La Oficina de Creación Artística del ICAIC lanzó una convocatoria para realizar documentales sobre historias de amor. La joven realizadora Milena Almira, quien ha estado muy vinculada a la Muestra Joven en diversas ediciones, asumió el desafío de abordar la universal temática en 27 minutos en su documental Uno al otro, sobre el bello sentimiento que comparten dos jóvenes, diversos entre sí y con gran voluntad y dedicación para asumirlo y vivirlo en nuestra sociedad. Encontrar una arista novedosa o interesante, si de relaciones humanas se trata, es todo un reto del que conversamos con su guionista y directora:
¿Cómo llegas a la historia de amor de Jennifer y Alejandro? Conocí a estos jóvenes por pura casualidad, pues nuestros padres trabajan juntos. Como sabes son una pareja en que uno de sus miembros, él, es sordomudo y se han trazado estrategias sentimentales para soslayar esta diferencia y disfrutar de una existencia a plenitud y en armonía. Al interactuar con ellos lo que más me llamó la atención fue que a pesar de su juventud, tuvieran una relación tan intensa. Cada vez que hablaba con ellos me fascinaba la manera en que disfrutaban la vida, con una madurez y sencillez que pocas veces se encuentra. Luego salió la convocatoria para realizar documentales cuyo tema fuera el amor. Desde el principio me parecía una buena historia y ellos aceptaron.
¿Cómo materializaste el proyecto? El proceso de realización duró más o menos un año. Por determinadas razones el ICAIC no podía asumir en ese momento las producciones de los documentales, sin embargo la realicé. Yo ya estaba demasiado involucrada en la historia como para dejarla. No teníamos recursos materiales, solamente una pequeña cámara digital de fotos que también hacía videos y nada. Resultó que cada día en la vida de estos muchachos pasaban cosas determinantes que no podían repetirse y mucho menos reconstruirse, entonces comenzamos a filmar y durante todo este tiempo registramos sus vivencias personales, como la discusión de la tesis de él en San Alejandro, cuando comenzaron a vivir solos y cuando se casaron.
¿Qué fue lo que más te interesó transmitir de esta relación?
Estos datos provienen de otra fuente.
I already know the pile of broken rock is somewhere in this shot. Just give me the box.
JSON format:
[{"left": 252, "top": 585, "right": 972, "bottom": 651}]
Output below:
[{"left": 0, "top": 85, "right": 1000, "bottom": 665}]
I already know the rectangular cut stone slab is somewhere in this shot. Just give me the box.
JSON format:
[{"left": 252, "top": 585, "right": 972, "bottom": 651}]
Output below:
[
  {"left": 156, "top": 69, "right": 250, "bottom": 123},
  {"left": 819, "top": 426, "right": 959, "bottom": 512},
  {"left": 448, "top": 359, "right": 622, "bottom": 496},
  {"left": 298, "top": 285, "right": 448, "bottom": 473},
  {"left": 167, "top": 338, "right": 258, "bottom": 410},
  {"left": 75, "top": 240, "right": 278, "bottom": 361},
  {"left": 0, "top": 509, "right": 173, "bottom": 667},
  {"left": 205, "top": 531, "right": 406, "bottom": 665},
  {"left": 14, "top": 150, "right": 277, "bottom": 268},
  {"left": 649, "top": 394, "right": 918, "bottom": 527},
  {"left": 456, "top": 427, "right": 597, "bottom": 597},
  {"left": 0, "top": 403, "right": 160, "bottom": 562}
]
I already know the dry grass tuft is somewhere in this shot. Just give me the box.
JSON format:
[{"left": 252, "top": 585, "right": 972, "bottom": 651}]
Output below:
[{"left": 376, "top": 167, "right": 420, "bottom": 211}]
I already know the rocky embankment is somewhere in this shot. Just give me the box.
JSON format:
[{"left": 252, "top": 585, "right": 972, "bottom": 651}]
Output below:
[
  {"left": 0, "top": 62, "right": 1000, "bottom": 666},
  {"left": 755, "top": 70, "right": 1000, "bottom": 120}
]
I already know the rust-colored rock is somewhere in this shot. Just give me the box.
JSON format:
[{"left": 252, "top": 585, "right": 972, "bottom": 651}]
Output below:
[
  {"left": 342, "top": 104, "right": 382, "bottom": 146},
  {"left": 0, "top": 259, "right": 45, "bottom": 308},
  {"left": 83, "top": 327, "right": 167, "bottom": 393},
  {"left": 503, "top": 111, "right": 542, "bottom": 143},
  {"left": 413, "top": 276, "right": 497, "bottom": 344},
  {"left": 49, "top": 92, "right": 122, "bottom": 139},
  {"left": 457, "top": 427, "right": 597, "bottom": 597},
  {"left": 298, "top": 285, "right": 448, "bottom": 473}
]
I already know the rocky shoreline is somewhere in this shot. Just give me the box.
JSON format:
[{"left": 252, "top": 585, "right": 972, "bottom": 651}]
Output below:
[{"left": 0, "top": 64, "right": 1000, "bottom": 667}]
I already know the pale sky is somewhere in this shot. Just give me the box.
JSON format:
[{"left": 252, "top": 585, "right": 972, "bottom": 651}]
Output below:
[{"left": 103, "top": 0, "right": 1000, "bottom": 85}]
Captamos el día a día, con alegrías, intimidades y conflictos incluidos. Fue un proceso sumamente rico y difícil, pues una no entra en la vida de otros así sin más. Para lograr que quisieran salir ante la cámara tuvimos que ganarnos su confianza, hacernos de cierta forma cómplices de su historia, lo que determinó la seguridad y la espontaneidad en los testimonios. La mirada con que me acerco a ellos no juzga ni manipula, sino que los presenta como dos personas que se aman y viven su relación como la sienten. No hay lástima ni condescendencia porque ellos no la albergan, no hay sublimación porque nadie es perfecto y todas las parejas tienen sus altas y bajas.
¿Cuál consideras que sea el hilo conductor del documental? Me propuse mostrar una relación que no por diferente dejara de ser plena, la discapacidad no es el hilo conductor de la historia, sino que es una de las tantas particularidades que hace de esta una pareja única y genuina. Entré a sus vidas sin querer cambiar nada. De hecho en múltiples ocasiones la cámara apenas interviene, solo está ahí participando de sus momentos. Por ejemplo cuando se casaron y ellos de repente aparecen con la ropa cambiada, en un acto performático, nosotros simplemente lo registramos porque son cosas que dan fe del tipo de visión que tienen ellos acerca de las cosas, sin tener que decir nada. Al ser ambos artistas plásticos poseen una sensibilidad un tanto peculiar. Esto los hace tener una filosofía de vida que los enriquece y los hace vivir con alegría y creatividad. La discapacidad no la asumen como tal, sino como una diferencia que ambos entienden y los mantiene más unidos. Es una historia de amor como otra cualquiera y sobretodo una relación humana que merecía ser contada.
¿Qué te aportó como realizadora y en lo personal este filme? Personalmente me siento muy satisfecha con el resultado. Pues a pesar de haber sido un proceso complejo y agotador, por no contar con los recursos necesarios, creo que es una manera de reafirmar que no son las superficies de las cosas, sino sus esencias, lo que las hace trascender más allá de sí mismas.